The right to roam campaign group has organised a series of mass trespasses across England to demand improved access to land. The first took place in Devon in early May, where a group of campaigners took a picnic onto land owned by the Duke of Somerset.

The group is calling for an expansion of the Countryside & Rights of Way (CRoW) Act of 2000, which enabled partial right to roam over around 8 per cent of England, including mountains, commons and moors.

“[But] these sites are often remote, meaning that access to land has become a postcode lottery, available to those who live next to it, or who can afford the cost of travel and overnight stays,” the group says.

“Everywhere else, not covered by the CRoW Act, the public are actively made to feel unwelcome in our own landscape and have been portrayed for centuries as a threat to the countryside.”
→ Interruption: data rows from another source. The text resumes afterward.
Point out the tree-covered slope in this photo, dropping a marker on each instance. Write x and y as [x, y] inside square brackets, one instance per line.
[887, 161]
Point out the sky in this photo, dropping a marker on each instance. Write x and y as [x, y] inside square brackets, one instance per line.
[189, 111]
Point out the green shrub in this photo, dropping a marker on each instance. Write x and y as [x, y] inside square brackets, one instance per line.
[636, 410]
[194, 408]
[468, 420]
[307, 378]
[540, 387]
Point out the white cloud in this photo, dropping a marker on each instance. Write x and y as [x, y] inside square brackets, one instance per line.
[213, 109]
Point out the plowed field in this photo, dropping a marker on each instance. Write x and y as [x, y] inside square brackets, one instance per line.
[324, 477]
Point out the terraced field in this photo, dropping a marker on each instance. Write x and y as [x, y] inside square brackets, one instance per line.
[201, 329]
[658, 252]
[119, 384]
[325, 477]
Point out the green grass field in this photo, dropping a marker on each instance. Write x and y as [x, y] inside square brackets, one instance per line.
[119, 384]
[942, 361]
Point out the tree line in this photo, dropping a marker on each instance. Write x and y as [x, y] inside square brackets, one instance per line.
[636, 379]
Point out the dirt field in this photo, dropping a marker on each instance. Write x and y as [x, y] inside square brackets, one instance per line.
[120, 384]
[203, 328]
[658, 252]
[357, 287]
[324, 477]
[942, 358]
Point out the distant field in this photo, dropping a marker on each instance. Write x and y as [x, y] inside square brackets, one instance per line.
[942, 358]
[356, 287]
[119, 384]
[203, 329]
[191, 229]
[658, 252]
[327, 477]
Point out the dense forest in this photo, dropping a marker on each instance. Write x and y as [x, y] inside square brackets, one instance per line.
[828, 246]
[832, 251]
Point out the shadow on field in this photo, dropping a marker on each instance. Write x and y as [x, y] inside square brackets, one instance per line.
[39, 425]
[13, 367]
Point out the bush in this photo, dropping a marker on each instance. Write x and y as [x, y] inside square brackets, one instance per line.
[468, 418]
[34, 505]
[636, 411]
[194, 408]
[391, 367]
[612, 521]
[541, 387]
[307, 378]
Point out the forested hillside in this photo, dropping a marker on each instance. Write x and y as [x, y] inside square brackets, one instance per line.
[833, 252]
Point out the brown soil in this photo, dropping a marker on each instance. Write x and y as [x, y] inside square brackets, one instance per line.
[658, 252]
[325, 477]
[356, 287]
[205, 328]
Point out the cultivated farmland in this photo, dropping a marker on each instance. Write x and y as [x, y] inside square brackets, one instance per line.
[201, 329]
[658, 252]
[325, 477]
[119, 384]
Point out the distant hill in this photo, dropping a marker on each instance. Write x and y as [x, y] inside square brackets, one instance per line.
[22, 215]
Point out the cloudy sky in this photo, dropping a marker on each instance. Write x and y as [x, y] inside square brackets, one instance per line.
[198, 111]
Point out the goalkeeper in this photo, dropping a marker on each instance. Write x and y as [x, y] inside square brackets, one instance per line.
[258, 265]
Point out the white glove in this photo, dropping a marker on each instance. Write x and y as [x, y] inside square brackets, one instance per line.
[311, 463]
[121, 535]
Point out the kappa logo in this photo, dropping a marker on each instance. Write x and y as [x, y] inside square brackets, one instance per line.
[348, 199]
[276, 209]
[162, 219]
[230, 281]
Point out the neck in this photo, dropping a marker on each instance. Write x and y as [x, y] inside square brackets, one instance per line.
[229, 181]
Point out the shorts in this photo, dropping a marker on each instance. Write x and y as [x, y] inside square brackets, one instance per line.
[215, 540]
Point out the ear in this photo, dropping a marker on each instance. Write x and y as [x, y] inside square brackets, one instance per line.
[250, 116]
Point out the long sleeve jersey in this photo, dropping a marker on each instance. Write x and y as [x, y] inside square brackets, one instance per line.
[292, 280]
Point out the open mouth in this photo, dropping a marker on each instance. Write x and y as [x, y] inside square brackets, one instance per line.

In March, Green MP Caroline Lucas tabled a bill to expand the right to roam, but government ministers have not expressed enthusiasm for the idea.

Last month, leader of the house Mark Spencer defended the shelving of a report into right to roam expansion, saying “the countryside is a place of business”.

“I think we are blessed in this country with hundreds of thousands of miles of public footpath to allow people to access the countryside. We have to recognise the countryside is not just a place of leisure, but it is also a place of business and food production,” he said.

Lucas responded at the time by saying: “Utterly feeble ‘defence’ from leader of house on government quashing review into the right to roam. Working and leisure are not incompatible – is this really the government’s excuse?”